GOD: No, you’re a snail
SNAIL: I have a shell
GOD: Yup
SNAIL: and I move really slowly
GOD: Yeah, all the time
SNAIL: but I’m not a turtle?
GOD (made too many turtle shells and needed somewhere to put them): you’re a completely different thing
To make a long story short, just walk away once you’re bored.
[Blind date]
Him: Why didn’t you tell me you were in a wheelchair?
Me [from my wheelchair]: Why didn’t you tell me you could walk?
My 7yo was on FaceTime with her bestie before dinner tonight, and kept muting the mic unless she was talking because I’m “embarrassing” so I’ve got that going for me.
me when I get my period: why am I eating & crying so much? is my depression worsening? What if im dying??? Omg im dying this is how I die. I die soon.
me later that night: dude ur not dying this is literally what ur period is. every single time.
*next period*
why am I eating & cr
“WHAT?? You ate the last of the cantaloupe?? This is the worst day ever!”

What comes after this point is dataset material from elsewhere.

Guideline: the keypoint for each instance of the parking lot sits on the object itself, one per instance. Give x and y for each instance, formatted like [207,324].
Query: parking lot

Can you please stop being so melondramatic.
I follow mattress delivery trucks around all day, because I like the smell of freshly braked bed.
A 17-year-old can win a gold medal at the Olympics, but I don’t have enough energy to go to the grocery store and the post office on the same day.
I want to put hot dogs on my fingers so I have extra long, floppy, hot dog fingers.
*courtroom*
judge: I hear you want a new lawyer
me: yes I do
judge: what’s the problem? your lawyer is licensed to practice law in Ontario
me: I want a real lawyer. not just one who is practicing
Agreed to an “interview” by my 5y/o and her first question was, “What do you want for dinner and why is it tater tots?” and I feel like this is a hit job.
I have the bruises of a much more active person.
my 4yo asked my favorite dinosaur and when I said t-rex he told me I couldn’t have it because that was his so I guess now I have to pick out a new 4yo
When the priest says “Body of Christ” I say “Thanks, I’ve been working out.”
Then I grab the cracker and run back to my seat.
It’s nothing serious, we’re not dating or anything, we just sometimes get brunch together, were just Friends with Benedict.
You can break your toddler’s heart or you can explain that the dinosaur exhibit at the zoo is closed for cleaning. Choose wisely
Some people like pineapple on pizza and some people like pizza on pineapple
You know what cats don’t like? Blow dryers.
You know what’s funny? Pointing your blow dryer at your cat.
Anyway, I lost an eye today.
When you’re feeling frisky and shaved up to your knee.
Goodnight moon.
Goodnight room.
Goodnight sanctimonious people arguing on the internet
[driving home from a party]
MRS. ELEPHANT: you’re still upset aren’t you
MR. ELEPHANT: i can’t believe they just ignored us like that
MRS. ELEPHANT: they aren’t worth it, just forget it
MR. ELEPHANT: *slams steering wheel* you know I can’t do that linda
Architects should try and design a house with no yelling
People need to realize that being an alpha male has nothing to do with power and dominance and has everything to do with how many things you can carry in a store without a basket.